An informal “five plus one” meeting on Cyprus will take place in Geneva during Greek Orthodox Holy Week, after a UN spokesperson confirmed location and dates for yet another historic sitdown.
“The Secretary-General intends to convene an informal five-plus-one meeting on the Cyprus issue in Geneva, Switzerland, from 27 to 29 April 2021,” said Stéphane Dujarric, spokesperson for UNSG Antonio Guterres.
In a written statement on Wednesday, Dujarric reiterated Guterres’ position that the purpose of the informal meeting would be to “determine whether common ground exists for the parties to negotiate a lasting solution to the Cyprus problem within a foreseeable horizon.”

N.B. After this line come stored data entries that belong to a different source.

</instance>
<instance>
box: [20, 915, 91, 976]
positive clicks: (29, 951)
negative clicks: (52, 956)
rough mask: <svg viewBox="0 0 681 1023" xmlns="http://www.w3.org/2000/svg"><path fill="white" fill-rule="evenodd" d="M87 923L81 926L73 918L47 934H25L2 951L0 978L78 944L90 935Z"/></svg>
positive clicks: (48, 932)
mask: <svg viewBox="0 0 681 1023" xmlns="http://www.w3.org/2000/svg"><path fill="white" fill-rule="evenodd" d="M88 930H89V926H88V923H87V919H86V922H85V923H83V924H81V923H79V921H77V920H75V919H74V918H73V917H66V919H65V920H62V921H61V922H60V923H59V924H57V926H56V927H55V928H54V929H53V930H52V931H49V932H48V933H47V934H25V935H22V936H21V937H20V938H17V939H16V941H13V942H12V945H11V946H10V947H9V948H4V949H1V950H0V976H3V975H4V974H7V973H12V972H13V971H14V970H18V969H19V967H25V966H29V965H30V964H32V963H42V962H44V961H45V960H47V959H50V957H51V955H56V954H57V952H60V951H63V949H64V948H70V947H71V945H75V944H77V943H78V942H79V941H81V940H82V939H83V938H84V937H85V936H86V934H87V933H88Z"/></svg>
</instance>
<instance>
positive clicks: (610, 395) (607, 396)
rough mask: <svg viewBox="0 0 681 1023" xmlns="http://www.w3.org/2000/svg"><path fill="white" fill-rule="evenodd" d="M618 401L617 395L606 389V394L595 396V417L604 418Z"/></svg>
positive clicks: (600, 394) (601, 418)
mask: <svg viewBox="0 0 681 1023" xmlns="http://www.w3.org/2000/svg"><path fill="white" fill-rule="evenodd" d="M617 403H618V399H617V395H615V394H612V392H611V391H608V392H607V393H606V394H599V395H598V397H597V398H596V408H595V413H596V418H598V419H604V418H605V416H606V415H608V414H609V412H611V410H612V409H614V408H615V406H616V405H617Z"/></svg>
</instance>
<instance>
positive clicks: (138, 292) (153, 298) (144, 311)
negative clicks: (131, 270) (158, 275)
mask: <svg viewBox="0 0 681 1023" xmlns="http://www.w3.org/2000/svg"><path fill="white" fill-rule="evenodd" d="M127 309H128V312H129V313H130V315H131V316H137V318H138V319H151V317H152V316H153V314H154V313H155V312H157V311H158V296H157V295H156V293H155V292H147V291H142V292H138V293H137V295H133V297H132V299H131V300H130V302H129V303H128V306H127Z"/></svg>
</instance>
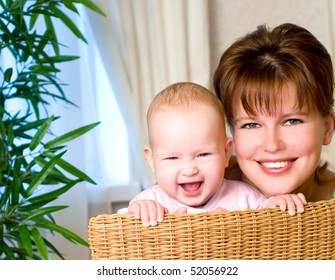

Government spokesperson Kyriacos Koushos hesitated to provide a timeframe on the 'foreseeable horizon' reference, saying 'tight deadlines' would not be productive
The dates were picked following consultations conducted on Guterres’ behalf by senior UN official Jane Holl Lute, who met over the past several months with all parties, both Greek Cypriot and Turkish Cypriot leaders, as well as the island’s three guarantor powers Greece, Turkey, and Britain.
Greek Cypriot government spokesperson Kyriacos Koushos hesitated to provide a timeframe on the “foreseeable horizon” reference, saying Thursday morning on state radio that “tight deadlines” would not be productive throughout the process as some issues “might need further discussion.”
Further meetings were expected between Lute and Cypriot leaders before the informal meeting in Geneva, according to local media.
Cyprus has been divided for half a century with the two communities on the ethnically-split island, Greek Cypriots in the south and Turkish Cypriots in the north, failing to reach agreement to reunify the island.
Greek Cypriots have called for a federal solution, while Turkish Cypriots insist on a two-state model, saying federation was no longer realistic.
A UN-sponsored peace plan in 2004 that would have reunited the island in a federation was rejected by Greek Cypriots while the majority of Turkish Cypriots voted in favor.
Both sides have accused each other of intransigence, while natural gas explorations off the island have caused further tension in the region.